Chris H: So for this event that you’re doing tomorrow, that we briefly talked about before the show, it’s going to be 3 hours or so? Talk to us about that. And is it specific to Z and LinuxOne?
Matt: I’m here to cover the Z / LinuxOne portion of it, but it’s really about developer advocacy, so it’s basically technology agnostic. It’s all technologies and we will have some speakers that are based here in Raleigh that do developer advocacy for non mainframe technology. So we are going to cover a bunch of different technologies. This event is to encourage people who have regular full time jobs, but might be interested in doing some acts of advocacy. We encourage them, support them, and show them how they can find events that other people are doing and how they can advertise themselves so people can find them. My team looks at Z and LinuxOne but there are other technologies out there for sure.
Chris H: I found an article written by IBMer Upkar Lidder, about his ‘Experiences as a New Developer Advocate’. According to him, the job entails helping to educate developers in a specific technology area, present at meetups and conferences, help run hack-a-thons and mentor at events that IBM is involved in, present developer concerns, feedback and comments to the product team in a timely fashion, write educational blog posts, publish technical content, present and write developer code patterns, and participate in open-source projects.

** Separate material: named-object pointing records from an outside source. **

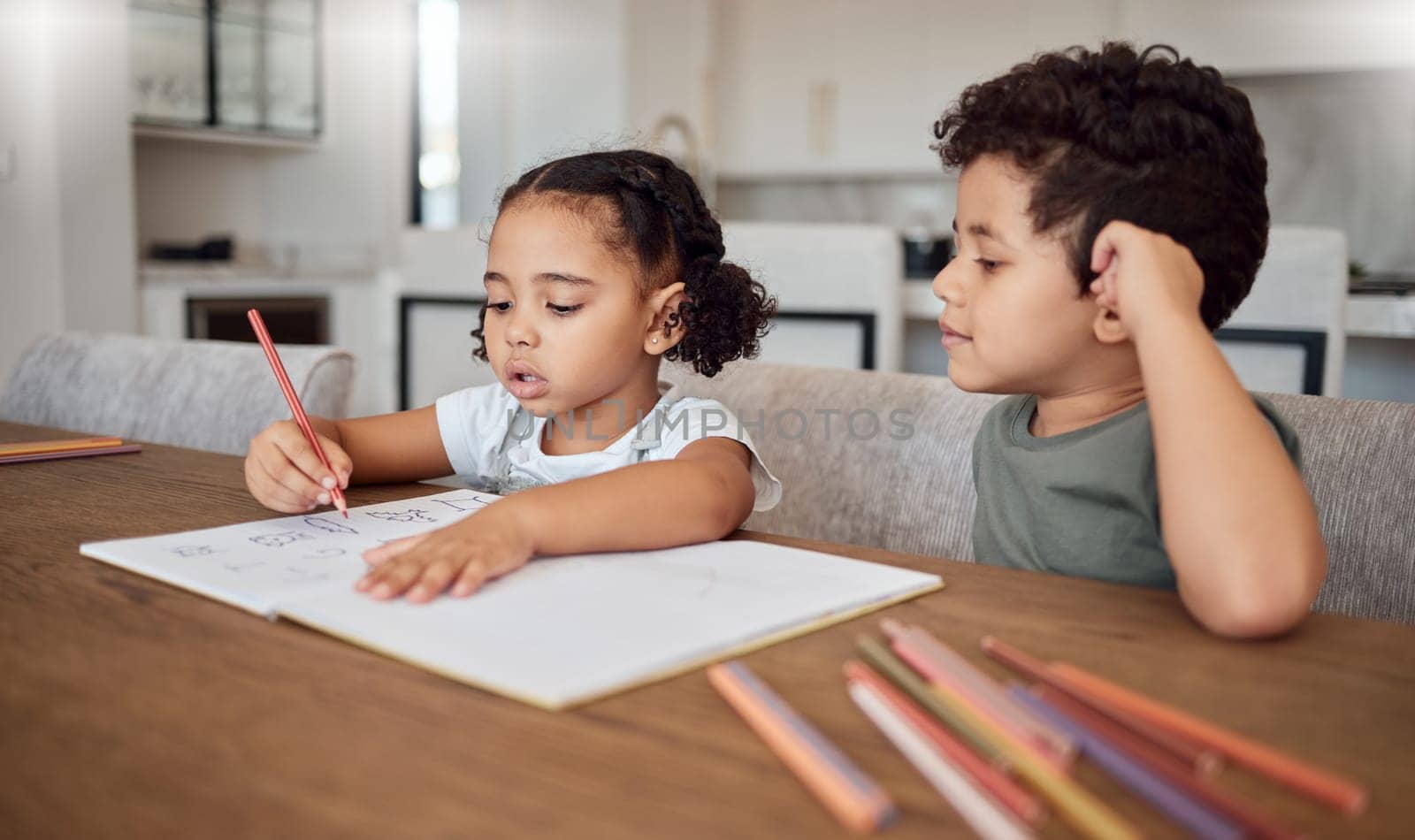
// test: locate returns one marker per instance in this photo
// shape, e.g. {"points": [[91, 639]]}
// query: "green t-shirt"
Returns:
{"points": [[1084, 502]]}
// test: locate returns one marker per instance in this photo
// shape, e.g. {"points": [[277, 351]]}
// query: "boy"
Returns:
{"points": [[1111, 215]]}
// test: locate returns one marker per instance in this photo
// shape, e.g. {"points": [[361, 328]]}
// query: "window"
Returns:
{"points": [[436, 158]]}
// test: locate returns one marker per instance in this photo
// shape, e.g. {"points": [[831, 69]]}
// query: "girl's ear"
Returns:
{"points": [[664, 328]]}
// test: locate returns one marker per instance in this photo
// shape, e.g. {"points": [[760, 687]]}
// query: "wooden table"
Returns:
{"points": [[134, 709]]}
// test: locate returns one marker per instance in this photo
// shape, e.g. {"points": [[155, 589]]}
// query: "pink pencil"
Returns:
{"points": [[941, 665], [1002, 788], [290, 396]]}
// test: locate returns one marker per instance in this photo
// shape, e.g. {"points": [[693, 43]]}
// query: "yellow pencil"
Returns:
{"points": [[34, 447]]}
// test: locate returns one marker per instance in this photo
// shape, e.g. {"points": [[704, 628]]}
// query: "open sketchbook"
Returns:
{"points": [[555, 634]]}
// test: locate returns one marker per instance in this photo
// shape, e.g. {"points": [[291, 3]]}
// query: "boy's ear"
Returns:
{"points": [[664, 328], [1107, 325]]}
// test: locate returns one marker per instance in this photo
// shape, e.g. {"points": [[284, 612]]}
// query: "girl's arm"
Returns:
{"points": [[405, 446], [285, 472], [700, 495]]}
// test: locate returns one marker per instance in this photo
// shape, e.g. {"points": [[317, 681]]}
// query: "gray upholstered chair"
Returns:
{"points": [[207, 395], [916, 493]]}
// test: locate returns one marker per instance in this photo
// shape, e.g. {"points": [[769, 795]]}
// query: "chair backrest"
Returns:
{"points": [[893, 469], [1358, 462], [913, 493], [207, 395]]}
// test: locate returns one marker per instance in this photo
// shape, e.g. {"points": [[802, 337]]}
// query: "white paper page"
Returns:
{"points": [[562, 631], [259, 564]]}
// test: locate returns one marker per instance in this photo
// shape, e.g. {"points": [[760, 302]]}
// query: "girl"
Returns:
{"points": [[599, 268]]}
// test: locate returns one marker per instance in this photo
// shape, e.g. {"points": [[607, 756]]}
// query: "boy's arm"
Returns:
{"points": [[700, 495], [1240, 526]]}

Matt: I’m shaking my head yes, but nobody can see me. Yes, absolutely, to all of it. – And all while traveling like a crazy person.
Chris H: So what’s this developer code patterns? What is that?
Matt: Think of a code pattern as almost like a self paced demo. We’ll write some code and then put it on the public IBM git repo. The ‘read me’ file contains step by step of what to do to use that code. It’s also accompanied with a blog article, pointing people to it. So it’s a way that anyone in the general public can go to the site to look at whatever new technology they’re interested in, and actually get some code to play with and learn by using it. The code is there under the Apache license, so it’s open source. People can download the code, look at it, change it, hack it, whatever, and do it on their own.
Chris H: What are some examples of popular code patterns that someone who’s involved in Z or LinuxOne can look at?
Matt: There are a number of code patterns there for LinuxOne and Z. For LinuxOne it’s a little easier because we have the LinuxOne community cloud that anybody can provision a VM on. They cover a bunch of different things. One that comes to mind is Watson machine learning. A lot of them kind of cross the boundaries between a public cloud something and then the LinuxOne guest on the back end.
Chris H: When you just said machine learning you reminded me of something I read this morning, saying on the outside it’s AI, but on the inside it’s ‘if…else’. Like it’s just this magic box with a whole bunch of nested conditional statements….
Chris S: (laughs) It’s good that we’re doing this podcast, because a lot of what we talk about seems very complicated on the outside, but you’ve just gotta explain it right. Like Developer Advocacy; people don’t understand what it entails or, and I hate to say it, don’t really see what’s in it for them.
Matt: It’s true. Basically developer advocacy at its core is developers helping developers. The first point is that it’s one techie to another techie. We’re not sales, we’re not managers or executive speak. We try to stay true to technology and talk technology and not products. A lot of the stuff that we’re doing is with open software and open source stuff. You could also use various products, but generally we try to pick an open choice to demonstrate the technology. I think in some ways we’ve been doing this forever – it’s just that we now have a formal title for it.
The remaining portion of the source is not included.